With elections coming in just over a week, Iraq's interim interior minister has announced Saturday additional security measures in an effort to prevent insurgents from disrupting the voting.

While acknowledging that conditions for voting in several regions of the country are far from ideal, Iraqi Interior Minister Falah al-Naqib says that every effort is being made to give everyone in the country a chance to vote next Sunday.

As part of the security preparations for election day, the minister announced on Saturday that officials will close Baghdad International Airport on the 29th and the 30th, the day of the vote.

To prevent suicide car bombings, vehicle traffic will also be severely restricted in most cities on those days and banned near polling sites. Mr. Naqib said he is confident that enough sites will be open to limit the distance that people will have to walk in order to vote. "There will be quite a lot. There are more than 5,400 in the whole country so it really won't be long distance. And those people who are unable to walk, we'll help them by the ministry of transportation and the ministry of interior," he said.

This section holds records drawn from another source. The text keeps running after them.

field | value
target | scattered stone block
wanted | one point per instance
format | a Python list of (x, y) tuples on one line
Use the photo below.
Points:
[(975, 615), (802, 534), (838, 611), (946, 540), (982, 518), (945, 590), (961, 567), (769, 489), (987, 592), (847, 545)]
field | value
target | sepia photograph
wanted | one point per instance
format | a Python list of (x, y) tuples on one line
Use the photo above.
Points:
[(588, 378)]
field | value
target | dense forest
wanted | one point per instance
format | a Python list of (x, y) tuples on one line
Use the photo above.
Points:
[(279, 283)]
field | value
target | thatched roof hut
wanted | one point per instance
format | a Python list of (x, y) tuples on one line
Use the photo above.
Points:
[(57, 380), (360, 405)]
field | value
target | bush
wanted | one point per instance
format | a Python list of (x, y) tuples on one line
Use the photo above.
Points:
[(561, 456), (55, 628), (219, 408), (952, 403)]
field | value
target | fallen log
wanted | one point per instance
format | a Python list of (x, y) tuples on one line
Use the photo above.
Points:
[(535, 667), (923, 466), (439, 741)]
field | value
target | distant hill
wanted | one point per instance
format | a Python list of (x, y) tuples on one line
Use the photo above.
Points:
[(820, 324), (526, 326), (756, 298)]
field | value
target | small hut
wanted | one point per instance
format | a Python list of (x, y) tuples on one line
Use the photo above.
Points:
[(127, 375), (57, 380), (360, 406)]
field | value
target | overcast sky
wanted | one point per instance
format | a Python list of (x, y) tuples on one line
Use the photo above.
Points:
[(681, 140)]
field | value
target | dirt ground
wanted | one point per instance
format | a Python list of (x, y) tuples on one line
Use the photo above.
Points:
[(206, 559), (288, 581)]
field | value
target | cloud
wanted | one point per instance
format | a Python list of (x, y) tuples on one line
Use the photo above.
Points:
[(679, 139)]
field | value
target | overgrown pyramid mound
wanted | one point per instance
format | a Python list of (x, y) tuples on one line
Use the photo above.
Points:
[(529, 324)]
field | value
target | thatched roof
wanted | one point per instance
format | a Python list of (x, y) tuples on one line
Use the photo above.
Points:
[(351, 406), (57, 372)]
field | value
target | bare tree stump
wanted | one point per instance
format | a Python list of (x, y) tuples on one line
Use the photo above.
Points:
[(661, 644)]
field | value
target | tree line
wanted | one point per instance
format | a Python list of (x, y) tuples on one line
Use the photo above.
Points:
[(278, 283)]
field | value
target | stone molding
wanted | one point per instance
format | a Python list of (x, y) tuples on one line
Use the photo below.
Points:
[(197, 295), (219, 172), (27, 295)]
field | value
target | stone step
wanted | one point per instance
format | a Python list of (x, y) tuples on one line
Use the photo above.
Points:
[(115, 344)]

In addition to closing the country's borders, announced previously, other security measures include extending a nighttime curfew in many parts of the country. Interim Iraqi Prime Minister Iyad Allawi has already declared the country is under emergency law.

The interior minister denied that authorities were planning to shut down mobile phone networks during the election period.

Mr. Naqib said that he has also issued arrest warrants for a number of insurgents and terrorists on the government's most-wanted list. They include a former top aide to Saddam Hussein, Izzat Ibrahim al-Douri, and al-Qaida leader in Iraq, Abu Musab al-Zarqawi. "Some of them worked with previous regime. Others, they really work for Zarqawi. So, there's two sides. Some of them have been involved in assassinations, car bombings, and some other terrorist activities in the country," he said.

The top leaders of a militant religious group in Iraq, the Army of Ansar al-Sunnah, have also managed to elude capture. Ansar al-Sunnah is an off-shoot of Ansar al-Islam, a group with ties to al-Qaida that was based in northern Iraq until the U.S.-led invasion in 2003.

Ansar al-Sunnah said on its Internet Web site Saturday that the group has executed 15 Iraqi soldiers, captured after a convoy carrying them was ambushed last week on a desert road in western Iraq.

Iraqi police and soldiers have become the favorite target of insurgents, who accuse them of collaborating with U.S. troops and the U.S.-backed interim government.